Tuesday, April 10, 2001
Chicago--If you've got miles of wire in your centralized
PC-based control application, you might find a new serial network interface
called HSL (High Speed Link) interesting. Adlink Technology Inc. (www.adlinktechnology.com) introduced
the RS422-based network last month at National Manufacturing Week. Using
clustered I/O, standard RJ45 connectors, and CAT5 cable, HSL tackles PC-based
wiring and maintenance issues.
Targeted at real-time, deterministic applications, HSL consists of
single or dual PCI-based master cards that have two or four RJ45-ports
respectively. A master card plugs into a single PCI-bus slot of any PCI-based
chassis, cPCI (CompactPCI), or workstation. And standard CAT5 cable links all
terminal blocks and slave I/O modules to achieve real-time control of up to
2,016 I/O per master card, or 32,256 real time I/O from eight PCI-7852 dual
master, four-port controller cards in a single PC.

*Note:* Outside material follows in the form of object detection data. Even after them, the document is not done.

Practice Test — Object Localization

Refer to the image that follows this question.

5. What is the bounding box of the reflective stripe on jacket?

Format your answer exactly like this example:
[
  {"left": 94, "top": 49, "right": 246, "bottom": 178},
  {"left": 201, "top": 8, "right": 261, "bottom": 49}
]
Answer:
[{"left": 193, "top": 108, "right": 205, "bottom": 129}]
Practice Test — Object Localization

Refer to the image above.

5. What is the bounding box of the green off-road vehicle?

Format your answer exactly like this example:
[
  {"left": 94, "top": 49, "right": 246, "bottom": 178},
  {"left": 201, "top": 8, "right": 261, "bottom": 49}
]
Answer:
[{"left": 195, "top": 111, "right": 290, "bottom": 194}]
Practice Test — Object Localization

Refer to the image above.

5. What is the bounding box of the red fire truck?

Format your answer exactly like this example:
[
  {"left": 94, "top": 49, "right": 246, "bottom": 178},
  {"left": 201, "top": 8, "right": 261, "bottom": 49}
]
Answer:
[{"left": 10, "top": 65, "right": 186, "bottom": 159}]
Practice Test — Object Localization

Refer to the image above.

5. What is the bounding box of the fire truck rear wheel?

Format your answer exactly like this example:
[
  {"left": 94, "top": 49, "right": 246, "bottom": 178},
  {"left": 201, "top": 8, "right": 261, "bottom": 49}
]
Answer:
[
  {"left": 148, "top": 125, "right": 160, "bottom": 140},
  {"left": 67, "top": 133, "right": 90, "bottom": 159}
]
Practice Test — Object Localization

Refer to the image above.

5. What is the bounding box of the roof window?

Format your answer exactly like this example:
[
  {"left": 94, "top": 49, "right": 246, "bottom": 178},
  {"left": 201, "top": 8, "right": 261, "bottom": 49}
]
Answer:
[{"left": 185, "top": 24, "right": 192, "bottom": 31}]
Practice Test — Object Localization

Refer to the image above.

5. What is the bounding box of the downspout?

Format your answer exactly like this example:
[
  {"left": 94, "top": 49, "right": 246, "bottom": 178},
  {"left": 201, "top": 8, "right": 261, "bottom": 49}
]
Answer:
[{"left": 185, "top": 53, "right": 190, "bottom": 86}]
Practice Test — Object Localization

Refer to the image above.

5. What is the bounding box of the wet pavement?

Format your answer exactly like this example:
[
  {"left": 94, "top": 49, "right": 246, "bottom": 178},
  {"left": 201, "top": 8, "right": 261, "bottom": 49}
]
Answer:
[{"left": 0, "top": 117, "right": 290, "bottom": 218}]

"One HSL Master port handles up to 1,024 I/O for process control
and/or sensing, transmitting data at 6Mbps with refresh rates every 30.1 micro
seconds for a single slave module," explains Steven Neo, director of Adlink's
U.S. office. "So engineers just have to multiply the number of slave modules by
30.1 micro seconds to determine the polling cycle time." One port of the master
can drive a maximum of 32 slave I/O modules and 31 modules on the other port
making for 63 total slave modules per master.
Using CAT5 cable daisy chained from one slave module to the next,
or arranged in a "star" topology with hub-like connectors distributes the I/O in
order to reduce the length of active cable runs, and decrease the risk of noise
interference and signal loss. Other benefits include easier upgrades and
integration of new software and hardware such as motion and vision add-on cards,
additional I/Os, and independence from PLCs.
While Adlink has formulated an open-control platform that gives
engineers many choices in the software domain, at least initially it will be
restrictive in terms of I/O selection. Why? Because today, only Adlink's I/O
offerings are HSL compatible. Moreover, HSL appears to run counter to the trends
in the industry toward proliferating networking standards such as Ethernet.
Nonetheless, there are always exceptions where performance
criteria dictate a certain technology, such as HSL's real-time control in high
I/O-count applications. But to keep from being the exception rather than the
rule, Adlink will have to roll out more I/O to broaden its market penetration.